Your rim is supported all the way around by the tension in your spokes. The tension in each spoke can be increased or reduced by tightening (anticlockwise) (A) or loosening (clockwise) (C) the spoke nipple, effecting the short section of the rim to which the spoke is attached. Alternate spokes are attached to opposite sides of the hub. Tightening a spoke that leads towards the right-hand side of the hub will move the rim toward the right (B); loosening this spoke will allow the rim to move toward the left. Truing wheels is about adjusting the tension in each spoke, so that the rim runs straight with no side-to-side wobble. This process is not the magic art that it’s often made out to be – as long as you’re careful about three things:
- Spend a little time choosing the right spokes to adjust. Spin the wheel and watch the rim. Identify the section of the rim that is most bent – you may be lucky and have one single bent zone that you can concentrate on, but if the wheel is really buckled, you’ll have to estimate where the centreline should be.
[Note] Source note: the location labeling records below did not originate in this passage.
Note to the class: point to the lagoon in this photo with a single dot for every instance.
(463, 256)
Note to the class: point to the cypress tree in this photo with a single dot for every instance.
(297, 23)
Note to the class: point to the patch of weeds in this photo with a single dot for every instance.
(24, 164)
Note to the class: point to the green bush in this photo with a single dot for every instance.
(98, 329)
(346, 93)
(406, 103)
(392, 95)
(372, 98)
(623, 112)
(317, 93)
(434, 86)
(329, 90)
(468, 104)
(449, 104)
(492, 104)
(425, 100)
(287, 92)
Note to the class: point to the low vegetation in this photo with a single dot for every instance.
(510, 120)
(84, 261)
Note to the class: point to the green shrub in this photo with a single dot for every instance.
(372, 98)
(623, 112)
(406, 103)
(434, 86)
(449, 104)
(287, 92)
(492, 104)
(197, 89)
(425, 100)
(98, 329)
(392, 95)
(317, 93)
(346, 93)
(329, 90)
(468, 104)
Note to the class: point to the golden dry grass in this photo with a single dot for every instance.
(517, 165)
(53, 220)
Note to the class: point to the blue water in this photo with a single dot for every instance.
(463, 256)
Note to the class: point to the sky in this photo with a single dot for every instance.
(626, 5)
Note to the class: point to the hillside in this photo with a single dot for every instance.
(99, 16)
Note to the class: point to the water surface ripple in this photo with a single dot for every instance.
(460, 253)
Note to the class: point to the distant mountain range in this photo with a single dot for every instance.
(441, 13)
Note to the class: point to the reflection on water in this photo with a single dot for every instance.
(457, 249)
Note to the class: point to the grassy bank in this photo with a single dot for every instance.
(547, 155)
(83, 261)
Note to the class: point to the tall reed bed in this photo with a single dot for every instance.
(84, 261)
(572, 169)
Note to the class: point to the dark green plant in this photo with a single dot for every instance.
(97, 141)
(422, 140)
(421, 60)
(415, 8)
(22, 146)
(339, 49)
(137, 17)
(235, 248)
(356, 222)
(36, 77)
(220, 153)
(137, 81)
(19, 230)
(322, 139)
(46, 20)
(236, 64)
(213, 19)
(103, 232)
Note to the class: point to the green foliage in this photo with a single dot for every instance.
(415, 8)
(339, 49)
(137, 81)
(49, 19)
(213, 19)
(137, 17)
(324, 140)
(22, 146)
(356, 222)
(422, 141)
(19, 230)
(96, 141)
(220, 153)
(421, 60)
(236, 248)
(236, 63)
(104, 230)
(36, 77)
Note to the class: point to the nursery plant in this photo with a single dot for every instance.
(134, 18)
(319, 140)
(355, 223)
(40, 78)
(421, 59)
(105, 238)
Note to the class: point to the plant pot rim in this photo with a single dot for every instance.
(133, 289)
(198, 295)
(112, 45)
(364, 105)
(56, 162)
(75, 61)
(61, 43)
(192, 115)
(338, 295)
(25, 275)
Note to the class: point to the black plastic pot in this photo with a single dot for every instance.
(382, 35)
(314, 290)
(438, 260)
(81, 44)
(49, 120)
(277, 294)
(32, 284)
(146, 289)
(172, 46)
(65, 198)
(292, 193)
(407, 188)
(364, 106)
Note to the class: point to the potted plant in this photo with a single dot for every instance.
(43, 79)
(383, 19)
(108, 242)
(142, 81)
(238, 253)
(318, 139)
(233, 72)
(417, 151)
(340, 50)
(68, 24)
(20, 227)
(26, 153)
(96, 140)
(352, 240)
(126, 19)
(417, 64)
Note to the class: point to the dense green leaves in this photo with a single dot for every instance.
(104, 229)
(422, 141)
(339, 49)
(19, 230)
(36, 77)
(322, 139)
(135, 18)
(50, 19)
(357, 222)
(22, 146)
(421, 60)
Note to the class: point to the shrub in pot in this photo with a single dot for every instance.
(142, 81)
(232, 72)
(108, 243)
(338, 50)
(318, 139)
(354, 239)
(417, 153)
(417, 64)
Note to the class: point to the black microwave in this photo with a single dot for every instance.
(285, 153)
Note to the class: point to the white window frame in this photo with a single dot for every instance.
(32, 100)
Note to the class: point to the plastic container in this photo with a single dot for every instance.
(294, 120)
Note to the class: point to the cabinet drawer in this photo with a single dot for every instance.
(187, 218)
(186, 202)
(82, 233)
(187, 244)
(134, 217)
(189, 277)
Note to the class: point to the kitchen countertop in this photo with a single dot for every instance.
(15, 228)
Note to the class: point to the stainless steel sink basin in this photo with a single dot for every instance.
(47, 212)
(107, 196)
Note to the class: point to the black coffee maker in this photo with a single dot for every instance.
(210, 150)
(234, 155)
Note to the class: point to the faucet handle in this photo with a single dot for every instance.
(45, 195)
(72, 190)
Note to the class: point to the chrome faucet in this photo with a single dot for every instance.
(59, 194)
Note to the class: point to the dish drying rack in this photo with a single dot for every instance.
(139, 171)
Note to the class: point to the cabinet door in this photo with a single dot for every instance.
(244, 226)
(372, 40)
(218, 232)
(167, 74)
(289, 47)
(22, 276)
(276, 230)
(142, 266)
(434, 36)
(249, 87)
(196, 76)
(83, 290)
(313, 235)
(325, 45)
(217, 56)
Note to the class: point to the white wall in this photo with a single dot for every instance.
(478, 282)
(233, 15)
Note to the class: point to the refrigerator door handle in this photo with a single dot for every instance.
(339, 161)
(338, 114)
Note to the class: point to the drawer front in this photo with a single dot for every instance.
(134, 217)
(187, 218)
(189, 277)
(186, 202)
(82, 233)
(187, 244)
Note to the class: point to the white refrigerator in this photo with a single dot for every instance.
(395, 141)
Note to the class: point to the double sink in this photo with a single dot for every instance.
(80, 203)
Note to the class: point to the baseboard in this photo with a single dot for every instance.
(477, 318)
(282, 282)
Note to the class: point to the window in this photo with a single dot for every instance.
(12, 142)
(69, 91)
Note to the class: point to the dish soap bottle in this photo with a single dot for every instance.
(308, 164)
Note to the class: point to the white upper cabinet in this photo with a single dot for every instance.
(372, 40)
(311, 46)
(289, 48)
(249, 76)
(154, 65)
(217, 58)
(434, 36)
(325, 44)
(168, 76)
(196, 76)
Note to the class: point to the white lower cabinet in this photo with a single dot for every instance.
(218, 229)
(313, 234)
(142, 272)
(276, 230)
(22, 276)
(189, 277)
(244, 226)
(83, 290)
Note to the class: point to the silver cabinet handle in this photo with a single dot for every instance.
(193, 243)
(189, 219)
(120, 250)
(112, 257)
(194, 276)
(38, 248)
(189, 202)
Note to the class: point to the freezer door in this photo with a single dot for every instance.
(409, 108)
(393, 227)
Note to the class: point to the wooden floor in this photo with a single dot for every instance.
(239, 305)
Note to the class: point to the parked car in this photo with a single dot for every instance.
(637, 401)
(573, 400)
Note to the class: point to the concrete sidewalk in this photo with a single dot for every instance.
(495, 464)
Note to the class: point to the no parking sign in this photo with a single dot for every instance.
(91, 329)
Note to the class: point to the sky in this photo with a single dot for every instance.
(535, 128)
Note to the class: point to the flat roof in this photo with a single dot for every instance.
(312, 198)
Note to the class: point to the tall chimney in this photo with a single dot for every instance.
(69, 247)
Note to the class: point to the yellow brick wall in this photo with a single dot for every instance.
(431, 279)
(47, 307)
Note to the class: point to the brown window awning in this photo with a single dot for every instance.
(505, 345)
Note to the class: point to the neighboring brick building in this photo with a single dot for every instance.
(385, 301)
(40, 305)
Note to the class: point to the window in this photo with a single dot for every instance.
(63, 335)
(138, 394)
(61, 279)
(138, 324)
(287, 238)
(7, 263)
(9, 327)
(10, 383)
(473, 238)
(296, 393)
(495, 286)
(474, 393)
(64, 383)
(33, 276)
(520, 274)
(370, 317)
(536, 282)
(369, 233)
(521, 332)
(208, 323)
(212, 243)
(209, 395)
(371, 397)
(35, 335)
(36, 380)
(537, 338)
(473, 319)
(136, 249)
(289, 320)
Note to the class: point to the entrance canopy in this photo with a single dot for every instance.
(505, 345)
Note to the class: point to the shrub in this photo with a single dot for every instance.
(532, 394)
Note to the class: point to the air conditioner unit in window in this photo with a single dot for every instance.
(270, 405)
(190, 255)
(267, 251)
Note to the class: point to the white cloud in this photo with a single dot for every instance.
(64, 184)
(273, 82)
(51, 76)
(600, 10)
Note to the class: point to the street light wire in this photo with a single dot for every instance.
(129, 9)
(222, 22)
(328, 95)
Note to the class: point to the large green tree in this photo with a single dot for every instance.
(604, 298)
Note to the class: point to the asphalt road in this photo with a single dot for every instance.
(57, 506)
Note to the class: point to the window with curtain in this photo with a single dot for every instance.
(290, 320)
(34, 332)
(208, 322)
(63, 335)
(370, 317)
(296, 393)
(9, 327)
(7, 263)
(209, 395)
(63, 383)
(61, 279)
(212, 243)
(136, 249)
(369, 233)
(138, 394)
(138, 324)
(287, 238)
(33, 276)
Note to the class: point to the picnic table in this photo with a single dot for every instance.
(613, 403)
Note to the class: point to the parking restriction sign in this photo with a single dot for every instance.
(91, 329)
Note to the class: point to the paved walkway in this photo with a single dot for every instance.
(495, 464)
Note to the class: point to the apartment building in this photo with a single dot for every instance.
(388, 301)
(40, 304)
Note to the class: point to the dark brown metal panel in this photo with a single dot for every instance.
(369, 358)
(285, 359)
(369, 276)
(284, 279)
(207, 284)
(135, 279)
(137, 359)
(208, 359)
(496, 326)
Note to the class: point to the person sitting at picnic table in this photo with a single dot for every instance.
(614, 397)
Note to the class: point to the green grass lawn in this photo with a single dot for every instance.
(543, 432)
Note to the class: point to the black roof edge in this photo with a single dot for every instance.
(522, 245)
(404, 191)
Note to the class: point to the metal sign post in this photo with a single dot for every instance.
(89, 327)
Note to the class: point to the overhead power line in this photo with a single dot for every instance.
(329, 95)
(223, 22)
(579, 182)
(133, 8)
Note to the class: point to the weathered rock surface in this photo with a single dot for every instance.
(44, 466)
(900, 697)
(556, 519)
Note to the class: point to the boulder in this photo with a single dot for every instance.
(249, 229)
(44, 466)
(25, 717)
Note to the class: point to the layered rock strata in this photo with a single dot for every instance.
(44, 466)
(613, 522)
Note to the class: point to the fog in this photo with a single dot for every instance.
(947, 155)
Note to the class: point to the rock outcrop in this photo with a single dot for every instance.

- Working out which direction to turn each spoke nipple is really tricky at first. Use the photo (left) as a guide. Watch the rim as you turn the nipple. If the bulge gets worse rather than better, you’re turning the nipple the wrong way.
- Adjust the tension in each spoke in tiny steps. It’s much better to work a quarter of a turn of the nipple at a time. Cranking the spoke key around in whole turns is a recipe for disaster. Adjust a quarter-turn, check the effect that you’ve had on the rim, go back and repeat if necessary.
When to beat your wheel
There is an urban myth that you can straighten bent wheels by banging them on the ground, hard, at the point where they’re bent. This myth is responsible for generations of gullible cyclists taking a slightly distorted wheel that could have been saved and beating it into a wreck.
The problem arises because there are, in fact, limited circumstances in which beating a wheel is worth a go. First, it must have a specific shape it must look like a Pringle crisp, with exactly four evenly spaced bends, two in each direction. Second, the distortion must have been caused very recently. And third, the wheel must spring back into shape with exactly one firm tap. You will have a much higher chance of success (although, obviously, this takes all the fun out of it) laying the wheel flat on the ground and standing on the two high points. But don’t try anything forceful at all. It usually doesn’t work and is likely to make things worse – and more expensive to fix when you do get home.